Birmingham city council is pressing ahead with its plans to evict any tenant who is convicted for their part in the recent riots. The council’s housing chief, John Lines, will not hesitate to remove anyone convicted of looting or violent disorder.
Councillor Lines has also warned that the council want this tough action to extend to anyone who is living in a housing association property as well. The council now want feedback from their 70,000 tenants on the Coalition’s new housing possession proposals that were quickly drafted in response to the riots. Questionnaires will soon be dropping through the letterboxes of all tenanted properties, and the council hope for a quick response from tenants, some of whom will have had to claim on their household insurance policies due to the action of the rioters. Housing minister Grant Schapps has already confirmed that if a council tenant is found guilty of criminality during the riots, it would provide the landlord with grounds to seek possession of their home.

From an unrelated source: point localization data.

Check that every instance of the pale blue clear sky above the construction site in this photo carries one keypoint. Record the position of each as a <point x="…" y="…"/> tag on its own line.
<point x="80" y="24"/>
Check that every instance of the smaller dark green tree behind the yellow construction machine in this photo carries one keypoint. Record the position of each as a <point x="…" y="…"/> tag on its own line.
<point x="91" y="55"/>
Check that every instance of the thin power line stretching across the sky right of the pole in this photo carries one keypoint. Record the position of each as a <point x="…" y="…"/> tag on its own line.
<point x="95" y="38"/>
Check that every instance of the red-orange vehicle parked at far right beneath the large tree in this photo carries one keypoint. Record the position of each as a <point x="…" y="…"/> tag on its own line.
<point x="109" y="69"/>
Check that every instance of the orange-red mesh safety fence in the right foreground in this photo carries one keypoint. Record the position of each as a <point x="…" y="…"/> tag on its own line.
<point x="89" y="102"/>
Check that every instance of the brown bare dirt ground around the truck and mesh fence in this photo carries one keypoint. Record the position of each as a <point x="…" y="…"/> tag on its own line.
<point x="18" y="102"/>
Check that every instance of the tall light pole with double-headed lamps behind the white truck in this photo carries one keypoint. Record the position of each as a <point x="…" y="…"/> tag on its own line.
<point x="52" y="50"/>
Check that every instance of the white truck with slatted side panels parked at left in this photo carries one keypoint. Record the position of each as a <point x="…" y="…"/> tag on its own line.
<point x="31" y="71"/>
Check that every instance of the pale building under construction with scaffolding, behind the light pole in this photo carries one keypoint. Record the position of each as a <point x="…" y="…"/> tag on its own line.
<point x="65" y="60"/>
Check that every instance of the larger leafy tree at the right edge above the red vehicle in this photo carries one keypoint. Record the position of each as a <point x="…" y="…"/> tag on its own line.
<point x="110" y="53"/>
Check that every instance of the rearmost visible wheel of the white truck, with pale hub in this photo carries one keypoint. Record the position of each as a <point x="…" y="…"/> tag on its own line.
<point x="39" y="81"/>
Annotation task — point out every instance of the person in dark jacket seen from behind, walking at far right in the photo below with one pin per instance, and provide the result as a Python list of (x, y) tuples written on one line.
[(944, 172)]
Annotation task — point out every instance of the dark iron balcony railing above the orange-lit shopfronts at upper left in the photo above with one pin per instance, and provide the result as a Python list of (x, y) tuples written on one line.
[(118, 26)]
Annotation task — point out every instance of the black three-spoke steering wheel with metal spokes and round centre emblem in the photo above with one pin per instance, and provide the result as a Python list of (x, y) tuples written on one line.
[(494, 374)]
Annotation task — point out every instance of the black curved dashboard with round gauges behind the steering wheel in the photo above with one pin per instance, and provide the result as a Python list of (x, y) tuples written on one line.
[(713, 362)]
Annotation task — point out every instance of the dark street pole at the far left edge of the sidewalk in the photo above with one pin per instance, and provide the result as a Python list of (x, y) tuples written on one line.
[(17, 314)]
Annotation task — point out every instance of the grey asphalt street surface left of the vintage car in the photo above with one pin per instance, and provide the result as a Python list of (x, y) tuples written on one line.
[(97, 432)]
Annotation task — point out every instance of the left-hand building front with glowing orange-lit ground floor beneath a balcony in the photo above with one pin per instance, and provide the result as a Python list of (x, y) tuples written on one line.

Councillor Lines said: “If they have stolen goods and have taken them back to their property, then they are using their council house for illegal purposes, which is a clear breach of their tenancy. But if they are involved in riots and do not have property in their homes then it is less clear cut and before we tackle them we need the tools from central government. We have 70,000 council houses and hundreds of these looters will be going before the courts, so I am quite positive that many of these criminals will be council tenants.”
Birmingham has thousands of law-abiding families who are on the waiting list for a council home, so no property will stand empty without home insurance quotes. Birmingham is just one local council who are delighted that the government has acted so quickly to give them the power of possession for anti-social behaviour by a tenant.